I'm hoping it's a good idea, but I know it'll alter the internal volume and alter the port tuning ever so slightly. Don't remember 100%, but want to say the enclosure is 2.5cuft tuned at 34Hz. Probably remembering incorrectly though. LOL


----------



## etroze (Dec 24, 2013)

Lol if it's that big after port don't throw 1000w at it or you'll have a bad time.

Sent from my SM-G920V using Tapatalk


----------



## Weigel21 (Sep 8, 2014)

Yeah, I honestly don't remember what I calculated it to be once upon a time and I think a member on here actually told me what it they found it to be, which was an active member who claimed to have been around many of said enclosure. 

I'm sure it's no smaller than 1.75cuft, but want to say it was 2.5cuft. Then again, that may have been before accounting for port and bracing displacement.


----------



## Weigel21 (Sep 8, 2014)

Oh, and given the MAG is supposedly DVC 2 ohm, I'd be forced to either buy a new amp or run it at 4 ohms as I don't have anything that does 1K at 1 ohm. 

Wait, yeah I do. Well, rated to do anyways. Memphis 16-MCD1000. 

But I could potentially wire it for 4 ohms and feed it up to 700RMS or as little as 300RMS depending on the amp I opt to use from my collection.


----------



## etroze (Dec 24, 2013)

I'd just keep gains low when you first give it a go.

Sent from my SM-G920V using Tapatalk


----------



## etroze (Dec 24, 2013)

I'll be giving my next one 1100w at 4 ohms so I'll be sticking closers to the recommended specs.

Sent from my SM-G920V using Tapatalk


----------



## Weigel21 (Sep 8, 2014)

That's no fun. LOL


----------



## etroze (Dec 24, 2013)

Lol its a stout sub just wouldn't wanna see anyone taking it to the max in the first few mins.

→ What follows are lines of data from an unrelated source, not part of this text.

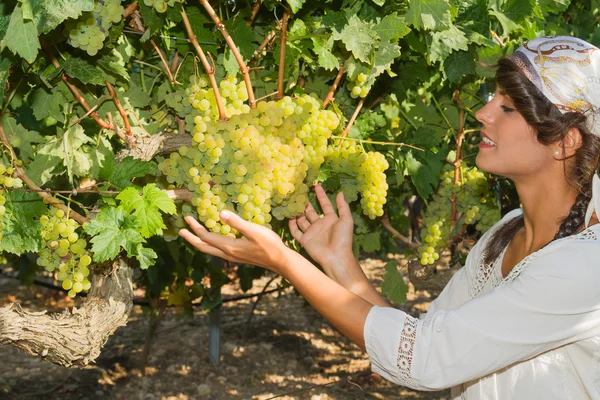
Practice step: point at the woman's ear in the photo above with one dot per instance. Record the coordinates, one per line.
(571, 142)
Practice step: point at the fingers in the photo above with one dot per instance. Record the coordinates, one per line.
(343, 207)
(294, 230)
(324, 200)
(200, 244)
(311, 214)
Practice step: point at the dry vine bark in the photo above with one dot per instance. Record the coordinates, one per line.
(75, 337)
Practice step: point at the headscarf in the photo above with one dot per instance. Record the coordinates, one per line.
(567, 71)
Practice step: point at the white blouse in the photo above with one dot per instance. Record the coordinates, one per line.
(532, 335)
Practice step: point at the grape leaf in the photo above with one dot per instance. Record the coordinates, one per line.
(21, 138)
(391, 28)
(459, 65)
(22, 36)
(147, 207)
(68, 146)
(86, 72)
(48, 104)
(48, 14)
(429, 14)
(359, 38)
(383, 58)
(393, 286)
(424, 172)
(120, 175)
(296, 5)
(112, 230)
(20, 224)
(445, 42)
(4, 73)
(322, 48)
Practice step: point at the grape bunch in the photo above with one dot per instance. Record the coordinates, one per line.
(359, 87)
(64, 251)
(474, 203)
(366, 168)
(257, 163)
(89, 32)
(6, 181)
(161, 5)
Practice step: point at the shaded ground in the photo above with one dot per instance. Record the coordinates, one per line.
(287, 352)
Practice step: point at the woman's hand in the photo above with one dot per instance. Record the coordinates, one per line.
(329, 238)
(259, 245)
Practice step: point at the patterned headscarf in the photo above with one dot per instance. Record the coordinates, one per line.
(567, 71)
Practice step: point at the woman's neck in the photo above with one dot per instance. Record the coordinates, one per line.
(546, 201)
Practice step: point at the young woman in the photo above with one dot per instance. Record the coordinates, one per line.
(521, 320)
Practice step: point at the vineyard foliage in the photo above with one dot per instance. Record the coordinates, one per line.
(86, 86)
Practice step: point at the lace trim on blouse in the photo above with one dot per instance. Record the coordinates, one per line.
(405, 350)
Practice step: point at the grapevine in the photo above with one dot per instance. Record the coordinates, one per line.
(64, 251)
(473, 200)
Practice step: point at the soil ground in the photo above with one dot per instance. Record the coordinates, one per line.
(288, 351)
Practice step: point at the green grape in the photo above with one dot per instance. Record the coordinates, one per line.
(64, 251)
(474, 204)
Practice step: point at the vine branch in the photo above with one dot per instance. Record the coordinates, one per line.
(336, 82)
(282, 44)
(351, 122)
(209, 69)
(234, 50)
(48, 198)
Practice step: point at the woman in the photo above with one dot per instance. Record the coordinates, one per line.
(521, 320)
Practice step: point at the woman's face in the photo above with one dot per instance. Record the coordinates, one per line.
(508, 145)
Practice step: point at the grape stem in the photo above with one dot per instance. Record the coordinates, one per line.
(234, 50)
(255, 9)
(210, 70)
(122, 111)
(282, 44)
(48, 198)
(351, 122)
(379, 143)
(336, 82)
(166, 65)
(385, 222)
(262, 46)
(459, 140)
(103, 124)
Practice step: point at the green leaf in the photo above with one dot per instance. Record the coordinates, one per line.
(424, 172)
(393, 286)
(20, 223)
(384, 56)
(120, 175)
(85, 71)
(459, 65)
(69, 147)
(146, 208)
(445, 42)
(111, 231)
(322, 48)
(21, 138)
(429, 14)
(391, 28)
(359, 38)
(22, 37)
(48, 14)
(48, 104)
(295, 5)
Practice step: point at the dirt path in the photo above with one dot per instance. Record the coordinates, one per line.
(288, 351)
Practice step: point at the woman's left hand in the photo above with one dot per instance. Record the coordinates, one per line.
(259, 246)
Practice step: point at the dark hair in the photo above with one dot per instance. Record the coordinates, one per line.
(551, 127)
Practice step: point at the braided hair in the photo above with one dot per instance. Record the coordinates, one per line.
(551, 127)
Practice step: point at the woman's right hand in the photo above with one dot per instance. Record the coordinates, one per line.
(328, 239)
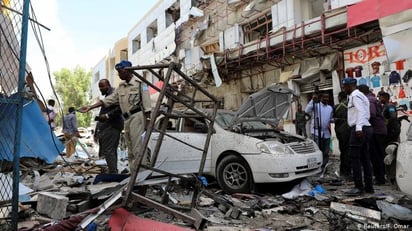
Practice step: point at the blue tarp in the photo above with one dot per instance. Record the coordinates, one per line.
(37, 139)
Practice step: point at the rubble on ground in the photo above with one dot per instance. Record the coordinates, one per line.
(74, 192)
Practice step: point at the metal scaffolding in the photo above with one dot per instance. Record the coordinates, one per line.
(186, 100)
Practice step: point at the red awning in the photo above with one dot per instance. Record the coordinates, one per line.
(369, 10)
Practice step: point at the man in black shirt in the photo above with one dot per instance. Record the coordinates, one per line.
(108, 128)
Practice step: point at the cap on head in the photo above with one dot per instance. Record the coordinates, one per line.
(123, 64)
(376, 63)
(348, 81)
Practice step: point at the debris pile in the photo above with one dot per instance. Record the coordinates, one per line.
(73, 196)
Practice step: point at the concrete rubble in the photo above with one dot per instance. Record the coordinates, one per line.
(75, 194)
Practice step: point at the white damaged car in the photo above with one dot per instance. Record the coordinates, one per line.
(244, 148)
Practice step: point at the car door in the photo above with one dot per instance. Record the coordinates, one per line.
(182, 157)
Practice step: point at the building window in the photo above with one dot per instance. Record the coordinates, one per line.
(173, 13)
(151, 31)
(136, 44)
(257, 28)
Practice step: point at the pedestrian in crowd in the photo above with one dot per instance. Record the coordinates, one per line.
(301, 118)
(70, 131)
(134, 100)
(51, 113)
(342, 130)
(108, 128)
(393, 127)
(321, 113)
(361, 133)
(377, 142)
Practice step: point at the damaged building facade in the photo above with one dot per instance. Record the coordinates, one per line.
(234, 48)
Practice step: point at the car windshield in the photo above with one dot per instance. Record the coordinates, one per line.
(224, 120)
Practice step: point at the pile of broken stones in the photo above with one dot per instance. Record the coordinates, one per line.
(75, 195)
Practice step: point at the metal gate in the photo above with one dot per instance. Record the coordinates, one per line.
(13, 43)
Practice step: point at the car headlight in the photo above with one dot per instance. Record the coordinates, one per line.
(273, 147)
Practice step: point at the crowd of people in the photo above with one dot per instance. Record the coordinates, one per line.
(126, 107)
(365, 126)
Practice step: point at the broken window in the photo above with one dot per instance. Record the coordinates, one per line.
(136, 44)
(151, 31)
(257, 28)
(173, 13)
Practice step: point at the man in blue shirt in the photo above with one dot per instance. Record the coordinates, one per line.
(361, 133)
(322, 114)
(108, 128)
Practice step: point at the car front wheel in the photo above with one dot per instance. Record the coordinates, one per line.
(233, 175)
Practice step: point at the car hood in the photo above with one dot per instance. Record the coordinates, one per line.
(268, 105)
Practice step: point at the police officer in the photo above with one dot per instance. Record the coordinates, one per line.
(134, 100)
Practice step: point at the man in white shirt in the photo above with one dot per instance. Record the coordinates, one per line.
(322, 115)
(361, 133)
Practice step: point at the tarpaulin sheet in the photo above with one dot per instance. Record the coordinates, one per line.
(37, 140)
(369, 10)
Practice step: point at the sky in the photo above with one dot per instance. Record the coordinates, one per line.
(81, 33)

Sent from my SM-G920V using Tapatalk


----------



## Weigel21 (Sep 8, 2014)

Yeah, I've always gone with the "allow break-in time with lower power" route. Don't have the cash to afford to go the "give it hell from the get go" route in case it results in a quick death.


----------



## etroze (Dec 24, 2013)

Had an elemental design sub that I gave the bean from the start and it didn't last 30 mins. I leave gains low to start from now on.

Sent from my SM-G920V using Tapatalk


----------



## Weigel21 (Sep 8, 2014)

Wise decision. I learned from a few of friends who gave lower and mi-grade subs hell from the start, which lasted anywhere from minutes to days before giving out. That and I'm not really into LOUD overbearing bass that completely dominates my music, which helps. LOL


----------



## etroze (Dec 24, 2013)

Yep I'm there to, my truck has a 13tw5 it's not a loud sub at all.

Sent from my SM-G920V using Tapatalk


----------



## Electrodynamic (Nov 27, 2007)

Weigel21 said:


> Oh, and _given the MAG is *supposedly DVC 2 ohm*_, I'd be forced to either buy a new amp or run it at 4 ohms as I don't have anything that does 1K at 1 ohm.
> 
> Wait, yeah I do. Well, rated to do anyways. Memphis 16-MCD1000.
> 
> But I could potentially wire it for 4 ohms and feed it up to 700RMS or as little as 300RMS depending on the amp I opt to use from my collection.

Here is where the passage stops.